Like other planets, it all starts with a disk made of gas and dust orbiting an infant star, called a protoplanetary disk. Like these in the Orion Nebula, discovered by the Hubble!
To form terrestrial planets (rocky planets with relatively thin atmospheres like Mercury, Venus, Earth, and Mars), the gas in the protoplanetary disk coalesces to form hundreds and hundreds of rocky bodies called planetesimals, about a kilometer across. These planetesimals collide, and form dozens of protoplanets about the size of the moon. The protoplanets then collide as well, and stabilize to form the solar system as we know it today.
But, in the case of gas giants, colliding protoplanets don't form fully-finished planets. Instead, they form a core, or a seed.
We think the only thing that determines whether a planet will be terrestrial or a gas giant is simply how far away from the sun it forms - that's it. As a new sun warms its evolving solar system, it heats up the material in the protoplanetary disk. Close to the sun, the disk gets hotter, and things like water and other ices melt and evaporate into gas, making them difficult for the protoplanets to gravitationally capture. However, further away, the icy compounds stay cold enough to remain solid and coalesce along with rocky particles.
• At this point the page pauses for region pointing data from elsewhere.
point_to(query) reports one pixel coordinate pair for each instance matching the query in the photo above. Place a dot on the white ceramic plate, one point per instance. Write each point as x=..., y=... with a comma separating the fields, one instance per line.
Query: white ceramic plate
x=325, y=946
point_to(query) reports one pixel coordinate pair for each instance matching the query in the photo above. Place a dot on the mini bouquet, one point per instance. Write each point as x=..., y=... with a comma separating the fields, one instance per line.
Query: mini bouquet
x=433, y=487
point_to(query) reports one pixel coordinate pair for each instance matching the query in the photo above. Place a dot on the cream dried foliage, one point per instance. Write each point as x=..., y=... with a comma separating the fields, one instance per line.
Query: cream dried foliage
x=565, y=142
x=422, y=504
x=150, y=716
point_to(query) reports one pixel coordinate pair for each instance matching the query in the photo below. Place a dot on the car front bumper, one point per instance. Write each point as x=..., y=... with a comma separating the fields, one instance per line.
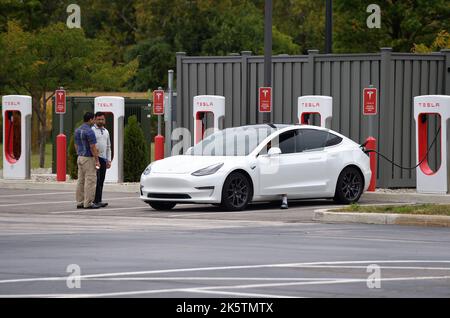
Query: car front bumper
x=181, y=188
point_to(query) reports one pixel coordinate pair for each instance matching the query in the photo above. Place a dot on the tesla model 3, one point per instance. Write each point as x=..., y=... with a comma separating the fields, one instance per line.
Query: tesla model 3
x=236, y=166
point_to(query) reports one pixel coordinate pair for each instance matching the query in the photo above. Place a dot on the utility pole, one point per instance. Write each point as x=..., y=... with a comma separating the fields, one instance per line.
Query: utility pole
x=329, y=27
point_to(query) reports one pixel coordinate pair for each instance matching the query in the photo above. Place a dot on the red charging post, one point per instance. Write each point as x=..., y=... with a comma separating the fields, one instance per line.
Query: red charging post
x=159, y=147
x=370, y=108
x=158, y=109
x=61, y=140
x=61, y=157
x=372, y=145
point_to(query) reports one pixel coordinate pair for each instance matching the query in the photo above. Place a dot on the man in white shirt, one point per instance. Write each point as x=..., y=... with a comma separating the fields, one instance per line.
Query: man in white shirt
x=104, y=150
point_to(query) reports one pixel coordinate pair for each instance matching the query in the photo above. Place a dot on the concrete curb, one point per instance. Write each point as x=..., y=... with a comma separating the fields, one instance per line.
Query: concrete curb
x=325, y=216
x=407, y=197
x=68, y=186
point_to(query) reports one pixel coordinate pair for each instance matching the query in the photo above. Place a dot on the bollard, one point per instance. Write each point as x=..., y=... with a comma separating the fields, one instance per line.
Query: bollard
x=61, y=151
x=372, y=145
x=159, y=147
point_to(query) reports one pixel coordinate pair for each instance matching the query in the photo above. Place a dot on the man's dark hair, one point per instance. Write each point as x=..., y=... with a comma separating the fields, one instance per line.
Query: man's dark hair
x=88, y=116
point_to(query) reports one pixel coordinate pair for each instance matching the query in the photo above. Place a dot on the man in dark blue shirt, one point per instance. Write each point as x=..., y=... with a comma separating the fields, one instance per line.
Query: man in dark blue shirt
x=85, y=145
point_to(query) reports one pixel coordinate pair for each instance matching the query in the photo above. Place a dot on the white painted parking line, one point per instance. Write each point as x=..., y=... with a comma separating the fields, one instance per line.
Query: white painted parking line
x=240, y=294
x=210, y=278
x=32, y=194
x=213, y=288
x=59, y=202
x=200, y=269
x=108, y=209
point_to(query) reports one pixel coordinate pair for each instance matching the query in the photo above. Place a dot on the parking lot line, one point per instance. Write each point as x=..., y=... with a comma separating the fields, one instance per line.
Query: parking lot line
x=200, y=269
x=32, y=194
x=59, y=202
x=212, y=289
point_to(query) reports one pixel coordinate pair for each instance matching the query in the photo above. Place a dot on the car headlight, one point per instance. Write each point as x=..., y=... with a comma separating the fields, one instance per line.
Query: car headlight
x=147, y=170
x=208, y=170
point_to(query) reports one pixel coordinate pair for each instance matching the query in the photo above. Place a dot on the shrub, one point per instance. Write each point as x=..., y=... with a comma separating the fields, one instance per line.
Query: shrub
x=136, y=152
x=72, y=166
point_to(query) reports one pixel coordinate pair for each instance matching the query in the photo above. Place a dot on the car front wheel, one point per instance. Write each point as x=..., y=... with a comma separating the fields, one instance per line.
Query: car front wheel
x=349, y=187
x=236, y=192
x=162, y=206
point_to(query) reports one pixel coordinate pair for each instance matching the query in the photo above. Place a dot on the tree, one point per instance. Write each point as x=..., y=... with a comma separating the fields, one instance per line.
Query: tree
x=155, y=58
x=403, y=23
x=135, y=151
x=442, y=41
x=38, y=62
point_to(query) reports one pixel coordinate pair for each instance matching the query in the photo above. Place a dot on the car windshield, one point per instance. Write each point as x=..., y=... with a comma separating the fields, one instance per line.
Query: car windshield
x=238, y=141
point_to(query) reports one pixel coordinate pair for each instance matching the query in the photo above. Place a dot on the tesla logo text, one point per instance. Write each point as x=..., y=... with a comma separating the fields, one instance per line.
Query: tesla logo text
x=74, y=19
x=73, y=280
x=429, y=105
x=311, y=104
x=374, y=20
x=205, y=104
x=12, y=103
x=374, y=279
x=104, y=104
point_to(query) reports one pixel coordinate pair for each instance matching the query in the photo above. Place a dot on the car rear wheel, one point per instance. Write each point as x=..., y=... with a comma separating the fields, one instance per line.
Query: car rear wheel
x=236, y=192
x=162, y=206
x=349, y=187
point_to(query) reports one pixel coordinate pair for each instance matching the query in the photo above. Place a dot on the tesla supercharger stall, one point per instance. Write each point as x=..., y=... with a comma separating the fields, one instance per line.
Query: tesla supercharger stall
x=429, y=181
x=114, y=109
x=315, y=104
x=205, y=107
x=16, y=111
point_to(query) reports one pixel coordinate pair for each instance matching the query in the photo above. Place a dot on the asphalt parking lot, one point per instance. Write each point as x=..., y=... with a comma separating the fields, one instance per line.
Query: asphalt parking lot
x=130, y=250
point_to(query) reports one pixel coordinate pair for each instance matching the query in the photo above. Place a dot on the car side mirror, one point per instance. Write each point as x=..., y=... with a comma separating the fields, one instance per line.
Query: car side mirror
x=274, y=151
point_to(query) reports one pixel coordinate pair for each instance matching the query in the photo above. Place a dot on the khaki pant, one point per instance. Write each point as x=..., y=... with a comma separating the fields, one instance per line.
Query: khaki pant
x=87, y=181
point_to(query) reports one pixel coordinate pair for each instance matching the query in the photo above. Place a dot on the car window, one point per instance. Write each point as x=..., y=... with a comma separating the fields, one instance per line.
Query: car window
x=333, y=140
x=284, y=141
x=287, y=142
x=311, y=139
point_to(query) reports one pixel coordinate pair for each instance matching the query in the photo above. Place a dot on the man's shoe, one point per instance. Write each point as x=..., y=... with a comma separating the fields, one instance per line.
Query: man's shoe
x=93, y=206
That boundary in the solar system - where ices evaporate to gas on the sunward side, and remain solid on the other - is called the "Frost Line". In our solar system, the Frost Line is right between Mars and Jupiter.
The protoplanets that form past the Frost Line turn into gas giant seeds, and are able to (kinda literally) snowball, picking up both rocky and icy material. With all that solid ice available, they grow far larger and far faster than planets in the inner solar system, and their gravity gets stronger and stronger. More gravity causes them to collect even MORE material until they're heavy enough to capture extremely lightweight elements like hydrogen and helium. Which, of course, makes them get even bigger and even heavier! Runaway growth!
But weirdly, as we study more exoplanets (planets that orbit stars other than our sun), we keep finding these huge gas giants incredibly close to their stars! Like, even closer than Mercury is to ours, which is insane. These "Hot Jupiters" break so many rules - gas giants "should" only be able to form where ice stays frozen, but here they are up close and personal with their stars, like this artist's concept!
It's possible that these planets are in the process of migrating closer to their stars, and we're managing to see them before they evaporate, but we just! Keep! Finding them!
One of my favorite parts of planetary science is how much we still have to learn. We'll think we have a pretty good idea of how things work out there, and then suddenly we'll find something that we can't explain. And there's an entire universe of weird shit - we've barely begun to scratch the surface!